Grid Computing and its Advantages

Grid computing has been around for a few years now and its advantages are many. Grid computing can be defined in many ways but for these discussions let’s simply call it a way to execute compute jobs (e.g. perl scripts, database queries, etc.) across a distributed set of resources instead of one central resource. In the past most computing was done in silos or large SMP like boxes. Even today you’ll still see companies perform calculations on large SMP boxes (e.g. E10K’s, HP Superdomes). But this model can be quite expensive and doesn’t scale well.

Along comes grid computing and now we have the ability to distribute jobs to many smaller server components using load sharing software that distributes the load evenly based on resources and policies. Now instead of having one heavily burdened server the load is spread evenly across many smaller computer which can be spread around various locations.

Some advantages are quite obvious.

1) No need to buy large SMP servers for applications that can be split up and farmed out to smaller servers (which cost far less than SMP servers). Results can then be concatenated and analyzed upon job(s) completion.

2) Much more efficient use of idle resources. Jobs can be farmed out to idle server or even idle desktops. Many of these resources sit idle especially during off business hours.

3) Grid environments are much more modular and don’t have single points of failure. If one of the servers/desktops within the grid fail there are plenty of other resources able to pick the load. Jobs can automatically restart if a failure occurs.

4) Policies can be managed by the grid software. Some of the most popular grid enabling software include Platform LSF, Sun Grid Engine, Data Synapse, PBS, Condor, UnivaUD, among others. Each do a good job of monitoring resources and managing job submissions based upon internal policy engines.

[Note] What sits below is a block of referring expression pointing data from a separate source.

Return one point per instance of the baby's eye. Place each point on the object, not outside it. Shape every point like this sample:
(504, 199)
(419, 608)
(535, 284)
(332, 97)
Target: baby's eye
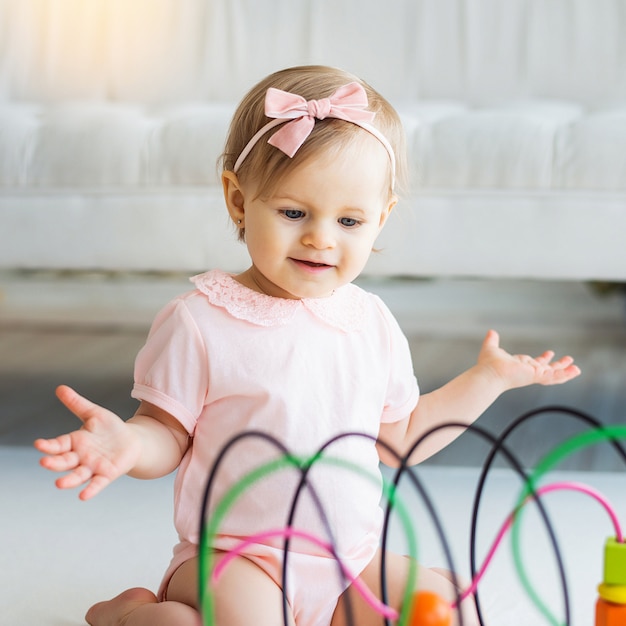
(293, 214)
(349, 222)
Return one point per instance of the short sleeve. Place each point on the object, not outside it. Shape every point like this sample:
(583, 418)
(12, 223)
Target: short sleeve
(171, 370)
(402, 387)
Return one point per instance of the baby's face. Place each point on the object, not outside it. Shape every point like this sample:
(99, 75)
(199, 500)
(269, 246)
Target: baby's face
(316, 231)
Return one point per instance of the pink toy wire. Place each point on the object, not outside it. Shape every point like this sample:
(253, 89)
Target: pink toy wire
(357, 583)
(559, 486)
(365, 592)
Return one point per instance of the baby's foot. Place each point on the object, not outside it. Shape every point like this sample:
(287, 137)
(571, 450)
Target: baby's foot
(115, 612)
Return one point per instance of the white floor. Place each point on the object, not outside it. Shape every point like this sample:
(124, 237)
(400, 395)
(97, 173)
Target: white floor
(61, 555)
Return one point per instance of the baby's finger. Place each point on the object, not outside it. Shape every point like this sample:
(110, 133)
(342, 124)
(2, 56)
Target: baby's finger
(77, 404)
(545, 358)
(96, 485)
(79, 476)
(58, 445)
(60, 462)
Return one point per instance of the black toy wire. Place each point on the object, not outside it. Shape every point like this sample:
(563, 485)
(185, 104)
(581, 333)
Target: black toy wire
(405, 468)
(303, 480)
(499, 447)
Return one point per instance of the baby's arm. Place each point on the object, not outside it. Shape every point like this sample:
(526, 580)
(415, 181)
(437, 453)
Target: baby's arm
(150, 444)
(467, 396)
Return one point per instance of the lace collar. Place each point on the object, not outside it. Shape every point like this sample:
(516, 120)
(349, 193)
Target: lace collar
(345, 310)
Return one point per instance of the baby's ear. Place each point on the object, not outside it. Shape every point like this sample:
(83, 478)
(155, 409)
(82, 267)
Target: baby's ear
(393, 200)
(233, 196)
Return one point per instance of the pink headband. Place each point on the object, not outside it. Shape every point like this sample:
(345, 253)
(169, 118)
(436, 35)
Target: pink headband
(348, 103)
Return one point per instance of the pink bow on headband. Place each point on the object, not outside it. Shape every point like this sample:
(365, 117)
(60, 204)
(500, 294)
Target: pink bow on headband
(347, 103)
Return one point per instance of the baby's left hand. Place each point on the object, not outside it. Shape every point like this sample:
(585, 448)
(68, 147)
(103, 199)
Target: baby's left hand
(519, 370)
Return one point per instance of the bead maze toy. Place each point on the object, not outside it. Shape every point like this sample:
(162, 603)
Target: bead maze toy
(421, 607)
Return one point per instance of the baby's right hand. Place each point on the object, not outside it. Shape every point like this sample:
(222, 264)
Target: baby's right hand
(104, 449)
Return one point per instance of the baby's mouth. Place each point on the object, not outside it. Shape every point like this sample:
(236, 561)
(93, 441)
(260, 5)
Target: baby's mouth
(312, 264)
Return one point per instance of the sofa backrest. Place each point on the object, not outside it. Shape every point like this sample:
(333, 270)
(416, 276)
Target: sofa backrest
(159, 51)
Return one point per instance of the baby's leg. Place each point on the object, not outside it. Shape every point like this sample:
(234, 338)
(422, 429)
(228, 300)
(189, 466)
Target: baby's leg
(397, 574)
(139, 607)
(245, 594)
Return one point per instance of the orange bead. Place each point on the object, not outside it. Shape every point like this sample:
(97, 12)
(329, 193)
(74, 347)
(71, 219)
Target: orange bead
(430, 609)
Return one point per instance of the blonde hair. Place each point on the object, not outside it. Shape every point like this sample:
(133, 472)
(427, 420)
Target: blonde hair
(265, 165)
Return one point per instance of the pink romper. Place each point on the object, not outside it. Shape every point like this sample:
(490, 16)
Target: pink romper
(223, 360)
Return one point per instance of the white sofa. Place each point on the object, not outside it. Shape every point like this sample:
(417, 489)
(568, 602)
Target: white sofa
(113, 113)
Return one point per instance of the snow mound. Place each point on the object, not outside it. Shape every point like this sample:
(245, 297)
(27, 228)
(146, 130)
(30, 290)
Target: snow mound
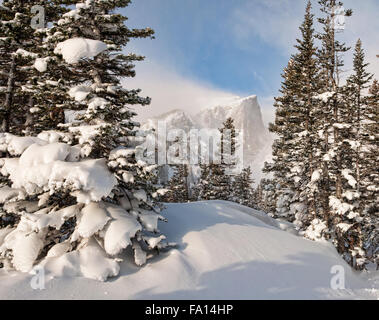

5) This model scales very well. Need more compute resources just plug them in by installing grid client on additional desktops or servers. They can be removed just as easily on the fly.

6) Upgrading can be done on the fly without scheduling downtime. Since there are so many resources some can be taken offline while leaving enough for work to continue. This way upgrades can be cascaded as to not effect ongoing projects.

7) Jobs can be executed in parallel speeding performance. Using things like MPI will allow message passing to occur among compute resources.

Some disadvatages:

1) For memory hungry applications that can’t take advantage of MPI you may be forced to run on a large SMP

2) You may need to have a fast interconnect between compute resources (gigabit ethernet at a minimum). Infiband for MPI intense applications

3) Some applications may need to be tweaked to take full advantage of the new model.

4) Licensing across many servers may make it prohibitive for some apps. Vendors are starting to be more flexible with environment like this.

Areas that already are taking good advantage of grid computing include bioinformatics, cheminformatics, oil & drilling, and financial applications.

With the advantages listed above you’ll start to see much larger adoption of Grids which should benefit everyone involved. I believe the biggest barrier right now is education.